アンナキャンプ
一方アンナキャンプでは、建設中の低温蔵の前でゴパルが額の汗をタオルで拭いていた。気温が低いので、長袖シャツに長ズボン、それにマフラーを首に巻いている。
低温蔵は基礎工事が終わり、地下室も完成していた。今は、断熱効果の高い発泡ブロックを積み上げた壁が立っている。
この発泡ブロックの間には、樹脂を塗った強化炭素繊維の布が挟まれていて、それが鉄筋の役目を果たしている。さらに壁の内側と外側両方に、樹脂塗料を塗っている途中だった。

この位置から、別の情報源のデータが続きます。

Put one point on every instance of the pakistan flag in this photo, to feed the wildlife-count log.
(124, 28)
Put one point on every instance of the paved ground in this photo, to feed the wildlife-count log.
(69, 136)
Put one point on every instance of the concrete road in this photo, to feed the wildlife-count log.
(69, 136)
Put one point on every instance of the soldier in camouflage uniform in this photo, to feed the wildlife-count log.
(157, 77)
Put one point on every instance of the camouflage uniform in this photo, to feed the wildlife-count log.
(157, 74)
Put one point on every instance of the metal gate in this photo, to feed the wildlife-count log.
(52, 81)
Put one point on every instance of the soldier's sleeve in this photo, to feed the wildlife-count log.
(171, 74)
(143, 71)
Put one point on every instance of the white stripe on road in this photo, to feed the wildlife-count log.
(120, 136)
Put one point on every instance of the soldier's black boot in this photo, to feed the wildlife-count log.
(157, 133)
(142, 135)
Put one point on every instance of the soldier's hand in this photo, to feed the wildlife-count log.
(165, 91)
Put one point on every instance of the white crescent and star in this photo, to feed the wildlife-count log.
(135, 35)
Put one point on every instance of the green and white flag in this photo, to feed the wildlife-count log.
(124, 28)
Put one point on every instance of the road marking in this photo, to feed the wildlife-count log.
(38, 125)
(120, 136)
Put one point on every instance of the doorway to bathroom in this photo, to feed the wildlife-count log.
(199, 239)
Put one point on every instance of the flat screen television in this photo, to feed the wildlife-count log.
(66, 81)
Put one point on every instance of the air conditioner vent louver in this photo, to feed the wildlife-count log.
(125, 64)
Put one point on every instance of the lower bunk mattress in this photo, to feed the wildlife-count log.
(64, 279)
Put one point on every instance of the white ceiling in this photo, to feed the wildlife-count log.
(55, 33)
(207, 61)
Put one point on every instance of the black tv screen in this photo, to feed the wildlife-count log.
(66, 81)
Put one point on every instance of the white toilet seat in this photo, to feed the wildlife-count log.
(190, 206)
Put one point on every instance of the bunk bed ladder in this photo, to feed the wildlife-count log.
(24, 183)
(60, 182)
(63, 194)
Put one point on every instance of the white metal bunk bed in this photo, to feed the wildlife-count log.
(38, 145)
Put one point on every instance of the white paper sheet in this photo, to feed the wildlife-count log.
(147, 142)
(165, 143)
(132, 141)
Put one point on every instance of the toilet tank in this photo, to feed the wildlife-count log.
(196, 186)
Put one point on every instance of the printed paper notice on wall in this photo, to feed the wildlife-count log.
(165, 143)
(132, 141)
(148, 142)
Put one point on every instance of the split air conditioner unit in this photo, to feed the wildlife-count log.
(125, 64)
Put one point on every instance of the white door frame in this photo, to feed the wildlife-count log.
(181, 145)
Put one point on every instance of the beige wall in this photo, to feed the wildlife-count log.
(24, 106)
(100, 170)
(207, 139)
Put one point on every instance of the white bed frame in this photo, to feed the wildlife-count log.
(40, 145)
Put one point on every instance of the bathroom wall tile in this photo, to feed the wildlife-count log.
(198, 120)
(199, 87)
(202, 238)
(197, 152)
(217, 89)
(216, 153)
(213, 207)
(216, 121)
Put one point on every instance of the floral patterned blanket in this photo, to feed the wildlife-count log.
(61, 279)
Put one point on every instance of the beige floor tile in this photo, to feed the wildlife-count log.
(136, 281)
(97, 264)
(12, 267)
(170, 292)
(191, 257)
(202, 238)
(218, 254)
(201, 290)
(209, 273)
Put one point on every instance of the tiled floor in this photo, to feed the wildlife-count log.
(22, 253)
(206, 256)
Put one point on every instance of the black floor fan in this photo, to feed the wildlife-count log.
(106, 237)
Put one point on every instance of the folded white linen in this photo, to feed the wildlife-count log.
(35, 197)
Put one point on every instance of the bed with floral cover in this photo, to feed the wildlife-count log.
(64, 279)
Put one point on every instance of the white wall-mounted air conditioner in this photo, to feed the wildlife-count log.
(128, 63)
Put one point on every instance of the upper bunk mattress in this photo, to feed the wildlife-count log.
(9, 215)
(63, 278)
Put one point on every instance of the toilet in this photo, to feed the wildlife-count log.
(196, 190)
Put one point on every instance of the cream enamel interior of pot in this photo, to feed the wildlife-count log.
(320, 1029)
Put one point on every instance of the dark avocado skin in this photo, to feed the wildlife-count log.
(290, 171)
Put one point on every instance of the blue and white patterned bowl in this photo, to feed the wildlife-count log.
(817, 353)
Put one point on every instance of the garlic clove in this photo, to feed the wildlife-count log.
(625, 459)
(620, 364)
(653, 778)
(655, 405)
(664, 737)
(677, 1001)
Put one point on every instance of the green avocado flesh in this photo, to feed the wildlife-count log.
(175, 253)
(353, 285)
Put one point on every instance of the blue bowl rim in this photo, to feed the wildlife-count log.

樹脂製の屋根も被せてあって、見た目はもう立派な小屋になっていた。
ゴパルが床や壁にチョークを使って印を付け、コンセントの仮位置にも印を付けていた。小屋の中に配置する機械類の仮位置だ。
「うん、とりあえずは、こんなところかな」
そこへ、民宿ナングロのアルビンが、チヤをアルミ製の小皿の上に乗せて持って来た。
彼もマフラーを首に巻いている。身長が百五十五センチほどで、こじんまりとした体格なので、何となく可愛く見える。四十代後半のオッサンだが。
「ゴパルの旦那。チヤ休憩にしてください」
ゴパルが首と肩を回して振り向き、垂れ目をキラリと輝かせた。
「ああ、ちょうど休憩しようかと思っていたところですよ。高地では、本当に喉が渇きますね」
チヤをアルミ小皿ごと受け取って、そのまますすった。目が閉じて口元が大きく緩んでいく。
「あ~……美味いなあ」
アルビンが腰に両手を当てて、肩をすくめて明るく笑った。
「脱脂粉乳とクズ紅茶ですがね」
そして、低温蔵の中をぐるりと見回して、ゴパルに謝った。
「すいませんね、ゴパルの旦那。ティハール大祭が始まるもんで、人手が確保できませんでしたよ。樹脂塗りも中途半端になってしまって、申し訳ありません」
ゴパルがチヤをすすりながら、気楽な表情で答えた。
「民宿は今からが稼ぎ時ですからね。屋根が付いたので、雨雪をしのぐ事ができます。気にしていませんよ」
そう言いながらゴパルが、ちょっと驚いた表情になってアルビンを見た。
「口調が前回と変わっていませんか?」
アルビンが照れながら説明を始めた。
「施工主様ですからね。口調も丁寧になりますよ。ははは」
施工主と聞いて、ゴパルも改めて中を見回して壁に手をついた。ここはまだ樹脂が塗られていないので、発泡ブロックがむき出しのままだ。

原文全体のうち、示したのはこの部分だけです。